Soult, thrown from the commencement of the operations entirely upon the defensive, was now at a loss to discover his adversary’s object. In this uncertainty, sending Pierre Soult with a cavalry brigade and two battalions of infantry to act between Oleron and Pau and communicate with the partisan corps forming at Mauleon, he decided to hold the Gaves as long as he could; and, when they were forced, concentrate his army at Orthes and fall upon the first of the converging columns that approached. He had considered every likely movement, as he thought, and his conjectures had indeed embraced every plan of operation possible, except the one contemplated by his adversary, namely, the stupendous bridge over the Adour below Bayonne. That was now to be done, and Wellington designed to superintend the casting of it in person; hence, when he had established his right strongly beyond the Mauleon and Bidouze rivers and knew his pontoons were well advanced, he returned rapidly to St. Jean de Luz. Everything there depending on man was ready, but the weather was boisterous with snow for two days, and Wellington, fearful of letting Soult strengthen himself on the Gave of Oleron, returned on the 21st to Garris, deciding to press his operations on that side in person and leave Hope and Admiral Penrose to throw the bridge.

Passage of the Adour. (Feb. 1814.)

Hope had twenty-eight thousand men and twenty pieces of artillery, and in the night of the 22nd the first division, with six eighteen-pounders and a rocket battery, cautiously filed towards the river; the road was deep and one of the guns falling into a ditch delayed the march, yet at daybreak the whole reached some sand-downs which lined the river bank. The French picquets were then driven into the intrenched camp, the pontoon train and field-artillery came down opposite the village of Boucaut, and the eighteen-pounders were placed in battery on the bank. The light troops, meanwhile, closed to the edge of the marsh covering Vauban’s camp; and from Arcangues and Urdains the enemy’s attention was attracted by false attacks, which were prolonged beyond the Nive by the fifth division.

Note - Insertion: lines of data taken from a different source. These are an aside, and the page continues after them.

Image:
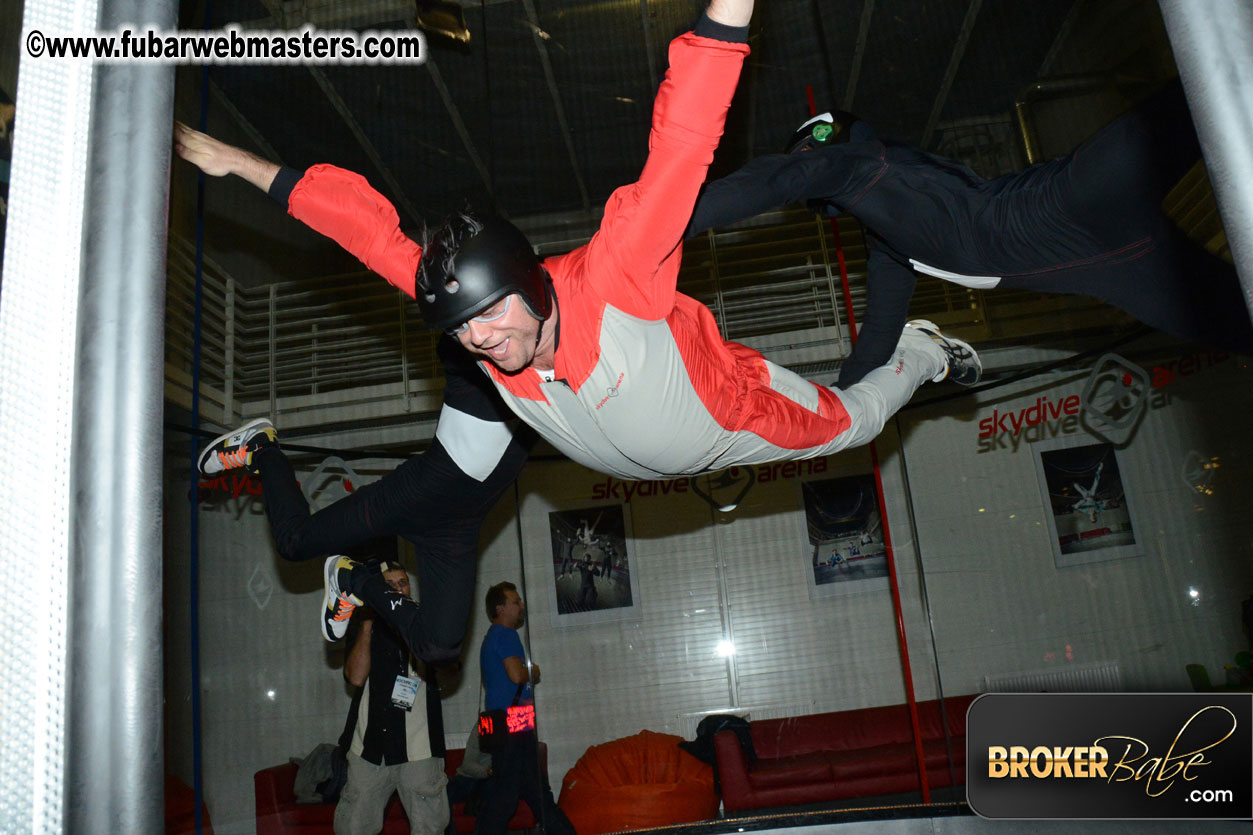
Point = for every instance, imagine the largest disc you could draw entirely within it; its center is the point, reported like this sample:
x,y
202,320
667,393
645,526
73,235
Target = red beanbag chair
x,y
640,781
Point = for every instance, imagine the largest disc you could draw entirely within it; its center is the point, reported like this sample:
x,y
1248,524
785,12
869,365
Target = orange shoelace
x,y
231,460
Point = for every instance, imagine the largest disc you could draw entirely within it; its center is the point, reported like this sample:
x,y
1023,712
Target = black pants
x,y
430,502
515,774
1086,223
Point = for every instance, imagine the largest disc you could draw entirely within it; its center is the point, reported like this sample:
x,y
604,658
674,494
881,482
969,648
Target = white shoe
x,y
961,364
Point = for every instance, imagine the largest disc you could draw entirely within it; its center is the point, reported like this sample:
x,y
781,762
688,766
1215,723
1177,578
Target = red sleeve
x,y
633,260
345,208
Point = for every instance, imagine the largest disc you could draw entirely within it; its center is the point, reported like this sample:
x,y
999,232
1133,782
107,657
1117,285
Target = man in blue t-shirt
x,y
508,677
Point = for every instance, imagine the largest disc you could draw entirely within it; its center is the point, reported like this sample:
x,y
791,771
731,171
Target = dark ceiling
x,y
555,95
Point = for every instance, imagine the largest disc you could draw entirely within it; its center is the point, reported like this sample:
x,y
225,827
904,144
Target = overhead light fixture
x,y
442,18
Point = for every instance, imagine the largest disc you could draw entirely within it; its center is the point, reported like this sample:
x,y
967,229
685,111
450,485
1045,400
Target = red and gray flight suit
x,y
644,385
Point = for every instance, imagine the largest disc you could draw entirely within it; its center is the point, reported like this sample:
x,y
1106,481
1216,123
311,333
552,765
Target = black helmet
x,y
823,129
473,261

The gun-boats and chasse-marées should have reached the mouth of the Adour at the time the troops reached the bank; but the wind was contrary and none were seen. Hope, whose firmness no untoward event could ever shake, then resolved to try the passage with the army alone; the French flotilla opened fire on his columns, but his artillery and rockets retorted so fiercely that three of the gun-boats were destroyed, and the sloop so hardly handled that about one o’clock the whole took refuge higher up the river. Sixty men of the guards were then rowed in pontoons across the mouth of the river in the face of a French picquet, which, seemingly bewildered, retired without firing. A raft was formed with the remainder of the pontoons, a hawser was stretched across, and Colonel Stopford passed with six hundred of the guards, the 60th Regiment, and some rockets: yet slowly and at slack water, for the tide ran strongly and the waters were wide.